Nice macro, i like how it is almost looking at you.


----------



## Carbon_D (Apr 23, 2010)

I lke it a lot, surprising you caught one sitting long enough


----------



## Jacki (Apr 23, 2010)

Thanks. He started buzzing his wings at me and looking angry, so I only got a few pictures.


----------



## Fedaykin (Apr 23, 2010)

Great job, though the highlights on the closest leaves are kinda distracting.


----------



## Jacki (Apr 24, 2010)

Fedaykin said:


> Great job, though the highlights on the closest leaves are kinda distracting.



I agree. The lighting was really weird that day. Maybe I just still have a lot to learn about lighting though.


----------



## Fedaykin (Apr 24, 2010)

Jacki said:


> Fedaykin said:
> 
> 
> > Great job, though the highlights on the closest leaves are kinda distracting.
> ...



Actually the light is pretty harsh, so underexposing to make it softer would have underexposed the bee too much. You would need either fill flash or something to shade the subject, or maybe even a reflector could have helped. 

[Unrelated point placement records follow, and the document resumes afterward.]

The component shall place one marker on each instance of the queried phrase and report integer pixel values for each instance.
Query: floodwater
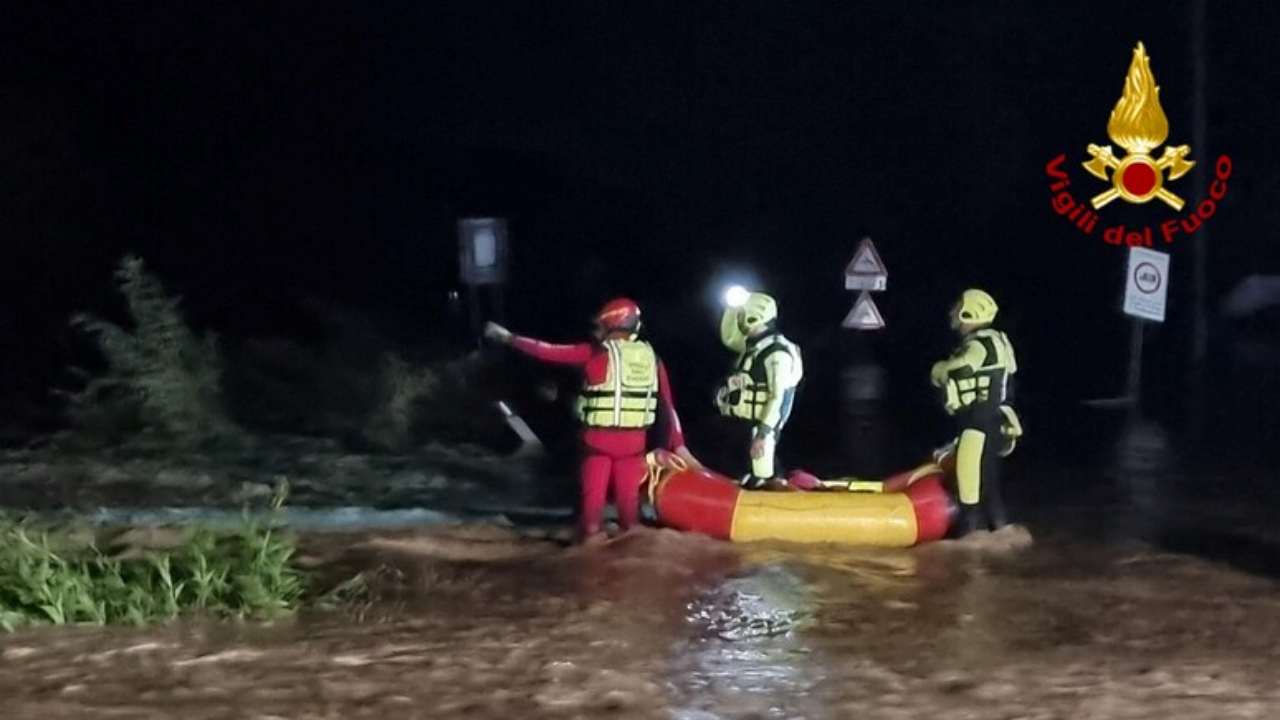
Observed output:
(1125, 604)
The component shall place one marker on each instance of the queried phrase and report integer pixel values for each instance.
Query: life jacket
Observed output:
(746, 392)
(988, 383)
(629, 395)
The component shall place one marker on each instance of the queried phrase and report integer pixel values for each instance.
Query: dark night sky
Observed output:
(264, 153)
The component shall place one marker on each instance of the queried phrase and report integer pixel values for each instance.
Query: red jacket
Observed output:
(594, 361)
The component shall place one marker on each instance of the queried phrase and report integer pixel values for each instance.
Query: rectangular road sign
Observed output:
(1146, 285)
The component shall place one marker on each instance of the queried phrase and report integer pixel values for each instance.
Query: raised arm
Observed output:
(576, 354)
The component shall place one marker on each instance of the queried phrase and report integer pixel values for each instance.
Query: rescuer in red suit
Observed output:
(625, 388)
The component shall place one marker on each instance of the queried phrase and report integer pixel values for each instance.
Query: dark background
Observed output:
(261, 154)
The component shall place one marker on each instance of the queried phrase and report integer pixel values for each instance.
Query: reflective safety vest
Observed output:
(746, 391)
(987, 383)
(629, 395)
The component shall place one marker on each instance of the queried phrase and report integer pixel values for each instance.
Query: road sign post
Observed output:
(1144, 297)
(483, 259)
(867, 273)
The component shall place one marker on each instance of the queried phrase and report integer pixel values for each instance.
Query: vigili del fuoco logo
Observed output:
(1138, 126)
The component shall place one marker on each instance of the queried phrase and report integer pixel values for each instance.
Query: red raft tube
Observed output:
(904, 510)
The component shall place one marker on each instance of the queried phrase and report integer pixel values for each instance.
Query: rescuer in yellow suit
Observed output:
(763, 383)
(976, 381)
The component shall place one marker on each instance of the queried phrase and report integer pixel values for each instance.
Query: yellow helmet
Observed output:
(758, 310)
(974, 308)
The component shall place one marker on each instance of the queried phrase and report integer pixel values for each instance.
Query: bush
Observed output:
(402, 388)
(45, 579)
(160, 378)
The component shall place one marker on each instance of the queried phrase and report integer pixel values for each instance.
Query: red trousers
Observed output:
(611, 459)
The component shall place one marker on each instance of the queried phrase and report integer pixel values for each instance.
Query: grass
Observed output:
(46, 578)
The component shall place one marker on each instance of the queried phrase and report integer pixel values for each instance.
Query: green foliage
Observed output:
(160, 376)
(44, 579)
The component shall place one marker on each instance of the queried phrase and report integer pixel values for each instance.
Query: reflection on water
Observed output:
(496, 623)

You're exposure looks good, it's just the light isn't that good. 


My 2 cents.


----------



## USM IS (Apr 25, 2010)

Don't know if I could get one that good with my G11. Looks more like what I could do if my act was together with the Mark III and 180 macro.....But I'm a beginner.......Mike


----------



## Jacki (Apr 26, 2010)

USM IS said:


> Don't know if I could get one that good with my G11. Looks more like what I could do if my act was together with the Mark III and 180 macro.....But I'm a beginner.......Mike



I'm a "beginner" as well. I don't normally get such good picture opportunities. :blushing: But thank you!


----------